Presentation Material
Abstract
First, we present DR.CHECKER, which is able to overcome many of the inherent limitations of static analysis by scoping our analysis to only the most bug-prone parts of the kernel (i.e., the drivers), and by only sacrificing soundness in very few cases to ensure that our the technique is both scalable and precise. DR.CHECKER is a fully-automated static analysis tool capable of performing general bug finding using both pointer and taint anal-yses that are flow-sensitive, context-sensitive, and field-sensitive on kernel drivers. To demonstrate the scala-bility and efficacy of DR. CHECKER, we analyzed the drivers of nine production Linux kernels (3.1 million LOC), where it correctly identified 158 critical zero-day bugs with an overall precision of 78%. Next, We present DIFUZE, an interface-aware fuzzing tool to automatically generate valid inputs and trigger the execution of the kernel drivers. We leverage similar static analysis to compose correctly-structured input in the userspace to explore kernel drivers. DIFUZE is fully automatic, ranging from identifying driver handlers, to mapping to device file names, to constructing complex argument instances. We evaluate our approach on seven modern Android smartphones. The results show that DIFUZE can effectively identify kernel driver bugs, and reports 32 previously unknown vulnerabilities, including flaws that lead to arbitrary code execution.
AI Generated Summary
This talk addresses the high prevalence of security vulnerabilities in Android kernel drivers, which constitute 85% of kernel bugs and are valuable targets for exploitation. The speaker presents two specialized tools: Dr. Checker, a static analysis framework, and Diffuse, a guided fuzzing engine, both designed to overcome the limitations of general-purpose vulnerability detectors when applied to driver code.
Dr. Checker employs context-sensitive taint tracking and pointer analysis tailored for the small, separable codebase of kernel drivers.
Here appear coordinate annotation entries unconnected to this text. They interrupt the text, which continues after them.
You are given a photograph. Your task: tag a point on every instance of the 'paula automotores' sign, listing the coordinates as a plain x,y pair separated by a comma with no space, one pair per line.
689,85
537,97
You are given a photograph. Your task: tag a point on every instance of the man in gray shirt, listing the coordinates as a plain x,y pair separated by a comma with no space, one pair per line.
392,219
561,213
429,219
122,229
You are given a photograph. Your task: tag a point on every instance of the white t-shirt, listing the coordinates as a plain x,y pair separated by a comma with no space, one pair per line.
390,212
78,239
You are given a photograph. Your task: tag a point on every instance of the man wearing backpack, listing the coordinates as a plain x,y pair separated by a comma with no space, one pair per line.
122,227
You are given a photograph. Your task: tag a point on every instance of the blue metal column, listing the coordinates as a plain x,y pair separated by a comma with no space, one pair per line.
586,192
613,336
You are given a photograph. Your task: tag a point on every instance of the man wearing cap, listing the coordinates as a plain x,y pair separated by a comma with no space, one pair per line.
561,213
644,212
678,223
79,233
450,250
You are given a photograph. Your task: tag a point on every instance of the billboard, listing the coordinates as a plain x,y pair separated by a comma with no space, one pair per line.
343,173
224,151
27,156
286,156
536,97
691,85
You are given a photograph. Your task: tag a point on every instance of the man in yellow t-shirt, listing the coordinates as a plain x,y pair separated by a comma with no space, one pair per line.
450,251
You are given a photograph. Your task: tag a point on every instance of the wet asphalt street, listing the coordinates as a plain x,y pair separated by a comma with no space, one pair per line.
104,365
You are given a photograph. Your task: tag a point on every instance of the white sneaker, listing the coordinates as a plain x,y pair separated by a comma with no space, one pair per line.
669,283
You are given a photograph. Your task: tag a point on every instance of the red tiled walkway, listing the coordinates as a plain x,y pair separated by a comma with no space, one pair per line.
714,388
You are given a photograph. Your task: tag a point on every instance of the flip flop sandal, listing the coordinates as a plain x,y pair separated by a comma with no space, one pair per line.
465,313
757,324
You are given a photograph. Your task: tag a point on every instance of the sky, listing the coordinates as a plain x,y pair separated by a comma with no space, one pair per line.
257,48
It uses a simplified traversal that bounds loop analysis and treats kernel functions as safe to reduce false positives, a common issue with tools like CPPCheck or Flawfinder. Its web-based UI provides traceable warnings, aiding analyst triage. Diffuse tackles the challenge of fuzzing drivers, which require highly structured, interdependent inputs. It automatically extracts interface specifications—command types, parameter structures, and their constraints—from driver source code. This specification guides the generation of valid binary inputs, enabling effective on-device fuzzing via an ADB-connected client that captures kernel panics.
Evaluation of both tools across multiple vendor kernels and devices (including Qualcomm, MediaTek, and Google Pixel) yielded numerous CVEs. Dr. Checker found approximately 150 issues, including format string and off-by-one errors. Diffuse discovered 36 bugs, including arbitrary read/write primitives and null dereferences, many located deep within conditional logic that unconstrained fuzzers like AFL would likely miss. Both tools are open-source and automated, requiring only kernel source and a connected device. The work demonstrates that domain-specific static and dynamic analysis, leveraging driver characteristics like small size and open-source availability, can systematically uncover high-severity vulnerabilities in a critical attack surface.